= John Vereker (civil servant) =

British civil servant (born 1944)

Sir John Michael Medlicott Vereker, KCB, KStJ, FRSA (born 9 August 1944) is a former British civil servant who served as Permanent Secretary for International Development (1994–2002) and Governor of Bermuda (2002–2007).

==Family and education==

Sir John Vereker is the younger son of Commander Charles William Medlicott Vereker (1903–1995) and Marjorie Hughes Whatley (d. 1984) and is a descendant of the second Viscount Gort. He was educated at Marlborough College, from which he won a scholarship to the University of Keele, graduating in 1967.

He married in 1971 and has two children with his wife, Judy.

==Career==

===HM Civil Service===
After university, Vereker joined the newly formed Ministry of Overseas Development.
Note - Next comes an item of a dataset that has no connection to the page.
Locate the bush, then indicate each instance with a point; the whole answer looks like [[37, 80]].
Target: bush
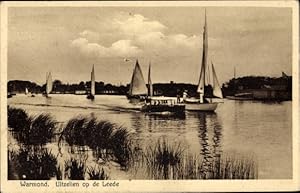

He moved to the World Bank, working under Robert McNamara from 1969 to 1972. After returning to the Ministry of Overseas Development, he was appointed private secretary to three Labour Cabinet Ministers – Reg Prentice, Frank Judd and Judith Hart.

In 1980, he was invited by the Prime Minister, Margaret Thatcher, to join her staff in 10 Downing Street, where he served for three years as a member of the small three-person policy unit established by Sir John Hoskyns, working on public sector pay, the labour market and industrial disputes. He helped to establish the feasibility of withstanding a miner's strike, and when the detailed strategy defined by the policy unit was successfully followed, the foundation of the labour market reforms of the 1980s had been laid.

On his return to international development in 1993, Vereker served as Under Secretary for Asia and then as Finance Director. From 1988 to 1993, he was Deputy Secretary of the Department of Education and Science, responsible for higher education and science. He was instrumental in doubling the higher education participation rate from 14% to 28%, transforming the old-style polytechnics into universities, establishing the UK's first student loans scheme and restructuring the UK's Research Councils.

===Permanent Secretary for International Development (1994–2002)===
In his time as Permanent Secretary, Sir John led the transformation of the Overseas Development Administration from a self-contained enclave of the Foreign and Commonwealth Office into the fully fledged and highly respected Department for International Development (DFID). He played a leading role in the establishment of the international development targets, which were subsequently adopted as the Millennium Development Goals, and in coordinating the international humanitarian responses to the conflicts in Rwanda, Kosovo and Afghanistan. Shortly before he left DFID, the Prime Minister described it as the best department in Whitehall, and the OECD called it the best development agency in the world.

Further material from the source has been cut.